Hereditary persistence of fetal hemoglobin (HPFH) ameliorates β-hemoglobinopathies by inhibiting the developmental switch from γ-globin (HBG1/HBG2) to β-globin (HBB) gene expression. Some forms of HPFH are associated with γ-globin promoter variants that either disrupt binding motifs for transcriptional repressors or create new motifs for transcriptional activators. How these variants sustain γ-globin gene expression postnatally remains undefined. We mapped γ-globin promoter sequences functionally in erythroid cells harboring different HPFH variants. Those that disrupt a BCL11A repressor binding element induce γ-globin expression by facilitating the recruitment of nuclear transcription factor Y (NF-Y) to a nearby proximal CCAAT box and GATA1 to an upstream motif. The proximal CCAAT element becomes dispensable for HPFH variants that generate new binding motifs for activators NF-Y or KLF1, but GATA1 recruitment remains essential. Our findings define distinct mechanisms through which transcription factors and their cis-regulatory elements activate γ-globin expression in different forms of HPFH, some of which are being recreated by therapeutic genome editing.
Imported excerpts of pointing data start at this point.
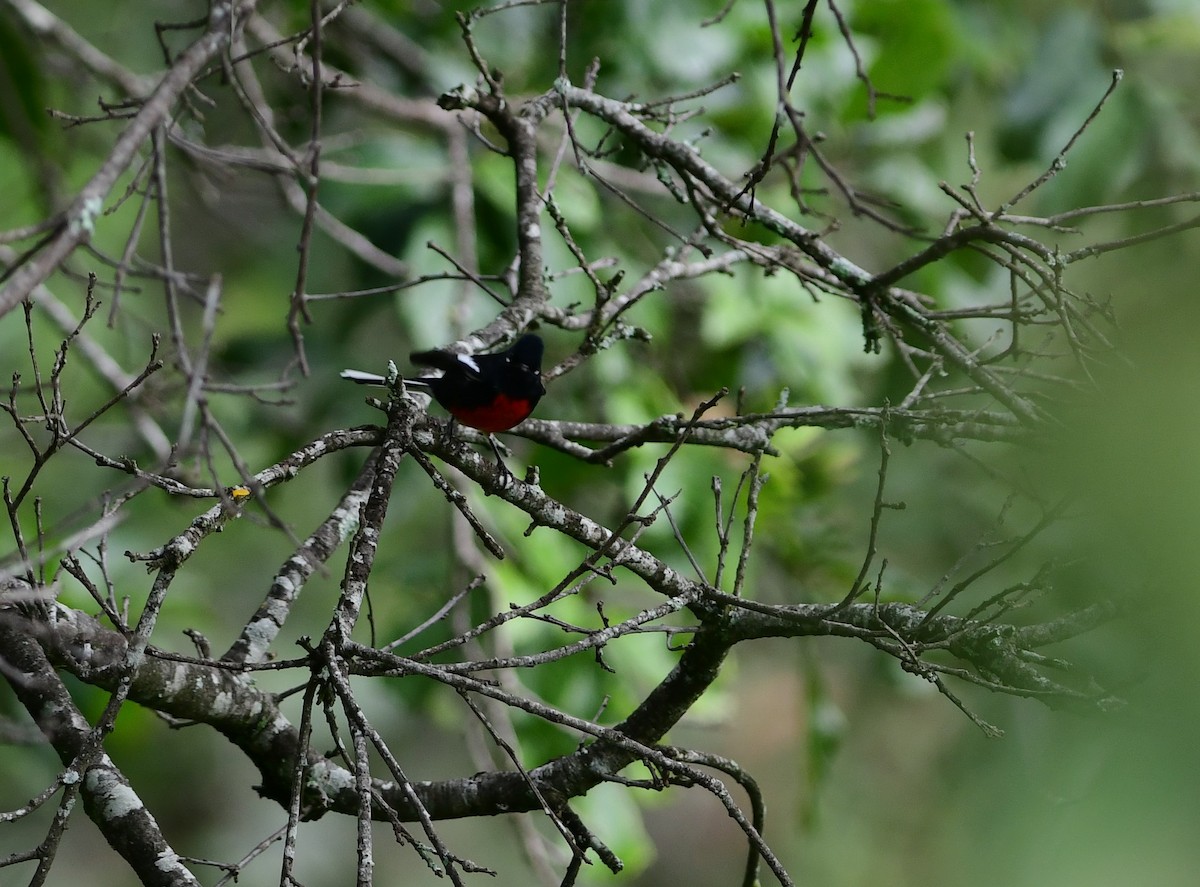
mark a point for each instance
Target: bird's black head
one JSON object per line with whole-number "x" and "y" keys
{"x": 527, "y": 351}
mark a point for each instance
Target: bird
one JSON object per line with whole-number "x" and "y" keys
{"x": 489, "y": 393}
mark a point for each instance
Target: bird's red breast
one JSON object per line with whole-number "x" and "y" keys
{"x": 501, "y": 414}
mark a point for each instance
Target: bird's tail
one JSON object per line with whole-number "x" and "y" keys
{"x": 370, "y": 378}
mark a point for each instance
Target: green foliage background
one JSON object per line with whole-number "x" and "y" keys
{"x": 870, "y": 777}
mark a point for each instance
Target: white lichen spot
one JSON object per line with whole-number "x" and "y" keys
{"x": 113, "y": 798}
{"x": 84, "y": 222}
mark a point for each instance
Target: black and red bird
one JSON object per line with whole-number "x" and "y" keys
{"x": 485, "y": 391}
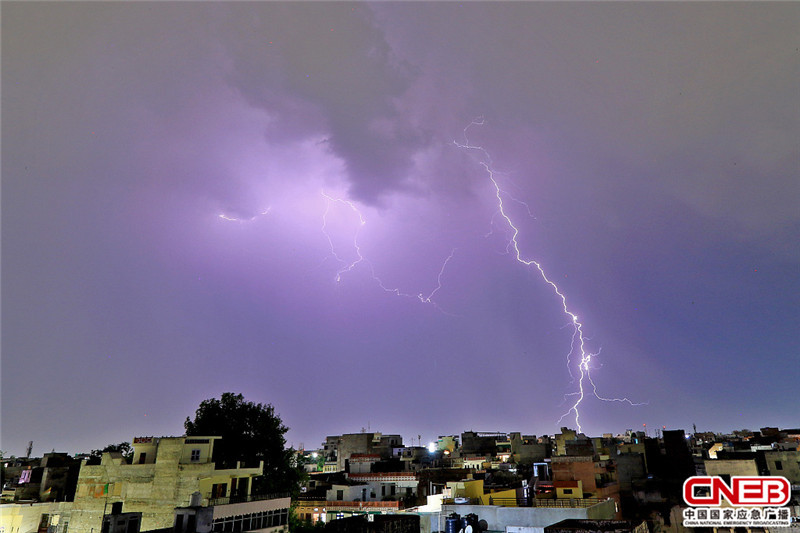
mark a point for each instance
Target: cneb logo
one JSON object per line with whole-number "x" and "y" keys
{"x": 752, "y": 490}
胎儿血红蛋白 (HPFH) 的遗传持久性通过抑制从 γ-珠蛋白 ( HBG1 / HBG2 ) 向 β-珠蛋白 ( HBB )的发育转变来改善 β-血红蛋白病） 基因表达。某些形式的 HPFH 与 γ-珠蛋白启动子变体相关，这些变体要么破坏转录抑制因子的结合基序，要么为转录激活因子创造新的基序。这些变体如何在出生后维持 γ-珠蛋白基因表达仍未确定。我们在具有不同 HPFH 变体的红细胞中功能性地绘制了 γ-珠蛋白启动子序列。破坏 BCL11A 阻遏物结合元件的那些通过促进核转录因子 Y (NF-Y) 募集到附近的近端 CCAAT 盒和 GATA1 募集到上游基序来诱导 γ-珠蛋白表达。对于为激活剂 NF-Y 或 KLF1 生成新的结合基序的 HPFH 变体，近端 CCAAT 元件变得可有可无，但 GATA1 募集仍然必不可少。顺式调节元件在不同形式的 HPFH 中激活 γ-珠蛋白表达，其中一些是通过治疗性基因组编辑重建的。